We have a saying in Poland like the one in the title of this post. Well… seems I forgot about it today (well… now it’s already tomorrow, so today means yesterday).
What happened? I bought myself a new shiny harddisk for my laptop and an external USB drive to put the old disk into use. That’s nothing bad of course. At least not on its own… But while preparing a working environment on the new disk I had the old disk hot-plugged to access its data. At some moment one of the volumes became inaccessible. The NTFS filesystem seems to be invalid and despite my tries to salvage the disk I was unsuccessful and it looks like I’ll have to say good bye to the data stored on that partition.
As it was a Windows installation and I rarely work on Windows there wasn’t much precious data there… Actually there was only one piece of valuable data there – one that wasn’t copied anywhere else… And now for the best part – what was that data? Well… not my bank passwords (thank God!) and not my PhD thesis (the risk of it being lost was minimal as the thesis doesn’t exist yet, but never underestimate the power of quantum fluctuations!). But unfortunately it was a final project of the diploma for the Qt Centre Programming Contest… What a shame… if I don’t find a way to access my data, I’ll have to make the diploma again and last time it took three months to do it
So… if anyone knows how to validate an invalid ntfs filesystem (standard Windows tools said it was unrepairable) without buying expensive software, I’d be grateful for any help in that matter.
Memo for today – Uncle Bill doesn’t like me.
Try with Acronis Disk Director or Paragon Hard Disk Manager. They both have unerase/partition recovery abilities.
I’ll try that, thanks. Although the master file table seems damaged (don’t ask me how it happened, I wasn’t writing anything to the disk), I don’t know if any of the tools can do anything about it.
Although I never used them for that purpose, I believe that when they say “partition recovery” they mean recovering damaged partition tables(that’s what their docs say). Unerase is only for recovering deleted files on healthy partitions.
So they both can do the job, although it can take some time to rebuild the tables.
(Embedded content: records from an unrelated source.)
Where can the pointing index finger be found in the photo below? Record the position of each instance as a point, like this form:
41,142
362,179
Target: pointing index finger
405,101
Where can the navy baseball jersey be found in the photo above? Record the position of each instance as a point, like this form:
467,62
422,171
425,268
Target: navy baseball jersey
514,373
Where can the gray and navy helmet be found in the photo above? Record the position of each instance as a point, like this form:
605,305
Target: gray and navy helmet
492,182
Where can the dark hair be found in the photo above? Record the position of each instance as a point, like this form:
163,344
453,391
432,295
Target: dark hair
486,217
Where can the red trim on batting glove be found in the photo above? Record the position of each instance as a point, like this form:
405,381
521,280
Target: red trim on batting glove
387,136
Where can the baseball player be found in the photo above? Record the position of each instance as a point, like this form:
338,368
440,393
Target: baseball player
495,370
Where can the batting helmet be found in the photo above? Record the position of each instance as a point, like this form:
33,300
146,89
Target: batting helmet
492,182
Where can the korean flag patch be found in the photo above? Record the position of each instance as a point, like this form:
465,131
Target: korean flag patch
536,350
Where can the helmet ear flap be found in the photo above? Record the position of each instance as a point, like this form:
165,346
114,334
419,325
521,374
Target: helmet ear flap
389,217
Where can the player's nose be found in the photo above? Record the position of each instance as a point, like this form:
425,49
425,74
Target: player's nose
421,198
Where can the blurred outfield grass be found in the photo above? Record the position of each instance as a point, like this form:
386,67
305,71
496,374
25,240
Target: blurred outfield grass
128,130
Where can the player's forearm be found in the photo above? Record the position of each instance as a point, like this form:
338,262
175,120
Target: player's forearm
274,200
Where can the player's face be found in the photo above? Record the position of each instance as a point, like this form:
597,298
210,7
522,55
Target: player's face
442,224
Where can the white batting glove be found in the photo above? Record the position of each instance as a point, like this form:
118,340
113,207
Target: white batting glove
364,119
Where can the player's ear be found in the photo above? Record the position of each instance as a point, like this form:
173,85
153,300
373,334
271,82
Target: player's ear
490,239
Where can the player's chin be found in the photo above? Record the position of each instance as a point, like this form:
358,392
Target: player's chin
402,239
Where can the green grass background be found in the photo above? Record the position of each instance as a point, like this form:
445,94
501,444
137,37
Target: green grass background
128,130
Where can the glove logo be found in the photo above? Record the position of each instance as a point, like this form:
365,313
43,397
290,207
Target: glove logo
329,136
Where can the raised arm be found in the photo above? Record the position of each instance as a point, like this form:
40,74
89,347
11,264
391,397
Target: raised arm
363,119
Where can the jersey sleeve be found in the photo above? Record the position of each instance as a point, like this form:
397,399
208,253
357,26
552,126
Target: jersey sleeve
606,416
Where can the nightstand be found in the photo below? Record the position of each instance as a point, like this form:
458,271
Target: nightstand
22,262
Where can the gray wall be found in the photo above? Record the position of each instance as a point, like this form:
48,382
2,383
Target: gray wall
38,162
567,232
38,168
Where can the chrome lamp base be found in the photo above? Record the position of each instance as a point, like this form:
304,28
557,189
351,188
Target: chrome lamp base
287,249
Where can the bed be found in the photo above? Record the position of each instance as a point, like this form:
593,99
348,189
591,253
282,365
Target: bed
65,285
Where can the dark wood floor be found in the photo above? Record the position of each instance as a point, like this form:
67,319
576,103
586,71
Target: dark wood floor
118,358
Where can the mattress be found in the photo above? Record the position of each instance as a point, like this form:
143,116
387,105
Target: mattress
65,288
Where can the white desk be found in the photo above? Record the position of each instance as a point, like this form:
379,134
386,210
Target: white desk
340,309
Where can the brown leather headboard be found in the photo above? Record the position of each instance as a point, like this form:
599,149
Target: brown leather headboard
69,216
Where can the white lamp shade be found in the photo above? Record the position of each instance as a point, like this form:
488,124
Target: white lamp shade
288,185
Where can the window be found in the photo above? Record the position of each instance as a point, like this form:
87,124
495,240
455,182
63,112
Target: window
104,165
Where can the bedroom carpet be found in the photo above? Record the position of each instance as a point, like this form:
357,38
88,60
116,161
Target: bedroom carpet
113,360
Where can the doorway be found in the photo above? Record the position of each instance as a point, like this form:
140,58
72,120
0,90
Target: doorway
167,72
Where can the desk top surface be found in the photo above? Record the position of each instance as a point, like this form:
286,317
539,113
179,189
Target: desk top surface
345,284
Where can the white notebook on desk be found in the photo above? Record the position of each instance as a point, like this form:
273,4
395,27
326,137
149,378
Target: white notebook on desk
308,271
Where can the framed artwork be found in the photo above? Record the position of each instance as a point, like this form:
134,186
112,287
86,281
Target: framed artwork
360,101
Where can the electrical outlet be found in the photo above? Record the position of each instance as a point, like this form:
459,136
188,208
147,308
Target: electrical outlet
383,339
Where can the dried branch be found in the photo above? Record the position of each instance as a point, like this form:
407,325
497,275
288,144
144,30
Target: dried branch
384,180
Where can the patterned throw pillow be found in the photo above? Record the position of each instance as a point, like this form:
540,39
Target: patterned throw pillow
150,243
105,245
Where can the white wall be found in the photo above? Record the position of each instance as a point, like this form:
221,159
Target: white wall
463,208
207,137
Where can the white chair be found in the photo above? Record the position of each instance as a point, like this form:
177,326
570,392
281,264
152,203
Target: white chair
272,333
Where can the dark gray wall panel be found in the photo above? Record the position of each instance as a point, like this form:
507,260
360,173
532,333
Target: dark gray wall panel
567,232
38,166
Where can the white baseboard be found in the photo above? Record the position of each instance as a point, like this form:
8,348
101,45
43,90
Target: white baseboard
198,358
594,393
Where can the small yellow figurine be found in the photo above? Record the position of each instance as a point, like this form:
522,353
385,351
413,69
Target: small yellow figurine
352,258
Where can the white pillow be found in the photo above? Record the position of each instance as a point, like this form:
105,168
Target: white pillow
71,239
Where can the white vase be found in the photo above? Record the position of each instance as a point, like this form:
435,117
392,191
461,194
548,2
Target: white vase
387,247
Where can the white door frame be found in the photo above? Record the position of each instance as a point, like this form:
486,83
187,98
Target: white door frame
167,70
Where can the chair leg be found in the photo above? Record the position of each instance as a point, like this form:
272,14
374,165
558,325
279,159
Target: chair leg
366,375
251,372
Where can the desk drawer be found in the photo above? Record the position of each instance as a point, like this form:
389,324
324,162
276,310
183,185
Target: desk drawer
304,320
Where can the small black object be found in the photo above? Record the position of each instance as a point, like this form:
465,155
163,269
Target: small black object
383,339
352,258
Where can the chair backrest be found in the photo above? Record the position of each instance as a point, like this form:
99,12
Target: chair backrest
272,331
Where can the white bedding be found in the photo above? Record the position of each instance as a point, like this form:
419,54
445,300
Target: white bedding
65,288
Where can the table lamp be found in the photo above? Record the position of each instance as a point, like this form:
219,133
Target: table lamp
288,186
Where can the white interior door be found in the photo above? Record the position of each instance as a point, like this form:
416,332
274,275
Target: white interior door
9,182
Ok, it didn’t work. Furthermore either one of the programs or Windows itself decided to write a new master block record on the disk without asking me first. Thus I lost all my partitions (some sensitive data included) on that disk and am currently trying to salvage them (this time using Linux). This sucks…
Sorry about that.
Indeed, that sucks. Good luck with Linux then :).
Thx. I now have access to all data excluding my encrypted partition (as it is encrypted, it’s hard to find its boundaries, because it doesn’t look like a partition). I still can’t boot the computer, but it is a success anyway.